In the scene where Edmond tells his wife their marriage is over, he explains to her that she hasn’t satisfied him spiritually or emotionally for quite some time. Yet, after watching his progression trough the course of the story, it becomes clear that spiritually he has no soul, and emotionally he’s a shallow but volatile cauldron of disjointed thoughts.

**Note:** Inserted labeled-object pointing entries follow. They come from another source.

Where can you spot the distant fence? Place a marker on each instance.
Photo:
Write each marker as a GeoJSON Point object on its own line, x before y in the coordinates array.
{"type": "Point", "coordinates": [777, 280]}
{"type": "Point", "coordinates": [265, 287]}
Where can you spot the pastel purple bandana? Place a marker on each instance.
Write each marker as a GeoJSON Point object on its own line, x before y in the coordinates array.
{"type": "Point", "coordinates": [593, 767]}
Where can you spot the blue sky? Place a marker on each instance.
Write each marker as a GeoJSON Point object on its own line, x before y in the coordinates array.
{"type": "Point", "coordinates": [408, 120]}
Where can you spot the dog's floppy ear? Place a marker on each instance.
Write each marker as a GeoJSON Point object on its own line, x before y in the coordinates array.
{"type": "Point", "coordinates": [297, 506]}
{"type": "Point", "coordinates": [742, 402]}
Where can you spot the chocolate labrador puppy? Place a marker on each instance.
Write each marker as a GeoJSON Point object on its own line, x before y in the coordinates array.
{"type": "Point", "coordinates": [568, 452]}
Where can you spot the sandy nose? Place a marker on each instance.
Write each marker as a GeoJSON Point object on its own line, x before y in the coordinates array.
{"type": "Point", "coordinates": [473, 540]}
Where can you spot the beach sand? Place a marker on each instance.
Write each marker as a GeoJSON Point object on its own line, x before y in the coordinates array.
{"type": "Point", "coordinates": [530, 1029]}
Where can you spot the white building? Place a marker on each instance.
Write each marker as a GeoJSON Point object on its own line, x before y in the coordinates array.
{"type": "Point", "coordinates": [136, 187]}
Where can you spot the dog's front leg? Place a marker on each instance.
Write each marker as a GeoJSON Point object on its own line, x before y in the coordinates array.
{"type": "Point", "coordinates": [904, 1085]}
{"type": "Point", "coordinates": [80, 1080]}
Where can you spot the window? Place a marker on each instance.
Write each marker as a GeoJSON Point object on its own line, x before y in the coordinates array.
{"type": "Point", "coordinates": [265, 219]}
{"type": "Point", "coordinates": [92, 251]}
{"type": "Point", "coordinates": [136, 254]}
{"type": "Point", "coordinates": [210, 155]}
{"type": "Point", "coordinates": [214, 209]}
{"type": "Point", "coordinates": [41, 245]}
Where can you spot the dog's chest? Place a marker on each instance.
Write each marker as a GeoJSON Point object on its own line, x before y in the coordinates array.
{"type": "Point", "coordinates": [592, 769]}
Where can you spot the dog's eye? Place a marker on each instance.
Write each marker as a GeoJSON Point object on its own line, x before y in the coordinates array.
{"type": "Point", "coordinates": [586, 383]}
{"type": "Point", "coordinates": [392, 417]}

The film is a tour-de-force for Macy, who is in every scene and morphs from a character of Caspar Milquetoast proportions to unhinged bigoted psychopath and back again by the movie’s end. Along the way he’s complimented by solid performances from Joe Mantegna, Julia Stiles, Mena Suvari and Bokeem Woodbine. As if in a wink and nudge to his own work, Gordon even manages to insinuate longtime stalwart Jeffrey Combs into a small but telling scene during Edmond’s descent into insanity.

By the time Edmond arrives at the end of that journey, however; at that place where he ought to be; I couldn’t help but think he had merely wasted his life catching up to where his soul was long ago.

Director Stuart Gordon discusses the screenplay vs the stage play[/URL] @ Montreal's 2006 Fantasia Film Fest (http://www.fantasiafest.com/2006/en/).

Stuart Gordon talks about working with playwright David Mamet (http://www.youtube.com/watch?v=qfT8YSujJdM)

Edmond - Official Site @ Trailer (http://www.edmondthefilm.com/)

Canalien
25-07-2006, 09:59 AM
Read the play during uni, it's fairly confronting. The aforementioned scene where he leaves his wife is like so abrupt and blunt. He's all 'I'm going. For good. I don't love you anymore. Bye' Out the door.

Of course he ends up getting the shit beaten out of him, committing a hate crime, murdering an innocent woman in a rage and getting ass-raped in prison...

One for the family!

Haggisboy
25-07-2006, 10:30 AM
Read the play during uni, it's fairly confronting. The aforementioned scene where he leaves his wife is like so abrupt and blunt. He's all 'I'm going. For good. I don't love you anymore. Bye' Out the door.

Of course he ends up getting the shit beaten out of him, committing a hate crime, murdering an innocent woman in a rage and getting ass-raped in prison...

One for the family!

If you check out the YouTube vid linked above where Gordon talks about the differences between the play and the movie, he states that the movie is roughly 95% faithful to the play. Both the stage play and the screenplay were written by Mamet, and yes, Edmond's departure from his wife in the movie is as abrupt as you describe.

Sinergy
25-04-2007, 08:54 AM
The only fault I found with this gem, was that it was over too quick.